Additional covered acts
Except as provided under subsection (c), the limitation on liability under subsection (a) shall apply to any act or omission that may be outside the health care professional’s normal area of practice and are within the licensure and accreditation of the related health care entity that is—
based on any direction, guidance, recommendation, or other statement made by a Federal, State, or local official to address or in response to the COVID–19 emergency period;
based on any guidance published by any Federal, State, or local department or any division or agency of such department in response to the COVID–19 emergency period; or
undertaken or omitted due to a lack of resources, including manpower, attributable to the COVID–19 emergency period.
Subsections (a) and (b) do not apply if—
the harm was caused by an act or omission constituting willful or criminal misconduct, gross negligence, reckless misconduct, or a conscious flagrant indifference to the rights or safety of the individual harmed by the health care professional or related health care entity; or
the health care professional rendered the health care services under the influence (as determined pursuant to applicable State law) of alcohol or an intoxicating drug (other than where the health care professional is properly taking a prescription drug ordered by a physician).

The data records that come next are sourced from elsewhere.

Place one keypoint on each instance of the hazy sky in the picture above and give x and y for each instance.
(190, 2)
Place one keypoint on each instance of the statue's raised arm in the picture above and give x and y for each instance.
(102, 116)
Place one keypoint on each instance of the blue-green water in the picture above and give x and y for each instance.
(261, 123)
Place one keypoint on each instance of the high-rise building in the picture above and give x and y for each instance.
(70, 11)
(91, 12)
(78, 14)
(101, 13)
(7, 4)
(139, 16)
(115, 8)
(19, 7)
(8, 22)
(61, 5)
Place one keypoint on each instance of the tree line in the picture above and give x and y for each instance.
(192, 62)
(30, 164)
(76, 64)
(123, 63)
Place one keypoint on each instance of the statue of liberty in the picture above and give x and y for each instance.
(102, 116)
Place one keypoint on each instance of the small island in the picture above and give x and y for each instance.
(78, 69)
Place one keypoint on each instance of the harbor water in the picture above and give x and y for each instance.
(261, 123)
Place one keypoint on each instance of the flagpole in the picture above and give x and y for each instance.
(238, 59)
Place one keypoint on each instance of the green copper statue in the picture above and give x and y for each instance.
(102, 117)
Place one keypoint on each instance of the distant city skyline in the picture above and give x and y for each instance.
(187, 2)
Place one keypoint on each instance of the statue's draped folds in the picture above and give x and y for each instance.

This section preempts the laws of a State or any political subdivision of a State to the extent that such laws are inconsistent with this section, unless such laws provide greater protection from liability.
Volunteer Protection Act
Protections afforded by this section are in addition to those provided by the Volunteer Protection Act of 1997 (Public Law 105–19).
In this section—
harm includes physical, nonphysical, economic, and noneconomic injury or losses;
health care professional means an individual who is licensed, registered, or certified under Federal or State law to provide health care services;
related health care entity means an entity with which a health care professional has a professional affiliation under which the health care professional performs health care services, including any such skilled nursing facility, hospital, academic medical center, ambulatory surgical center, group medical practice, or medical clinic;
professional affiliation means staff privileges, medical staff membership, employment or contractual relationship, partnership or ownership interest, academic appointment, or other affiliation under which a health care professional provides health care services on behalf of, or in association with, the related health care entity;
health care services means any services rendered or items provided by a health care professional or the professional’s related health care entity, or by any individual working under the supervision of a health care professional, that relate to—
the treatment, diagnosis, prevention, or mitigation of COVID–19;
treatment, diagnosis, or care with respect to an individual with a confirmed or suspected case of COVID–19; or
treatment, diagnosis, or care with respect to an individual who presents to a health care professional or the professional’s related health care entity during the COVID–19 emergency period; and
COVID–19 emergency period has the meaning given the term
emergency period in section 1135(g)(1)(B) of the Social Security Act (42 U.S.C. 1320b–5(g)(1)(B)).
This section shall apply with respect to any act or omission described in this section that occurred on or after the date on which the COVID–19 emergency period began.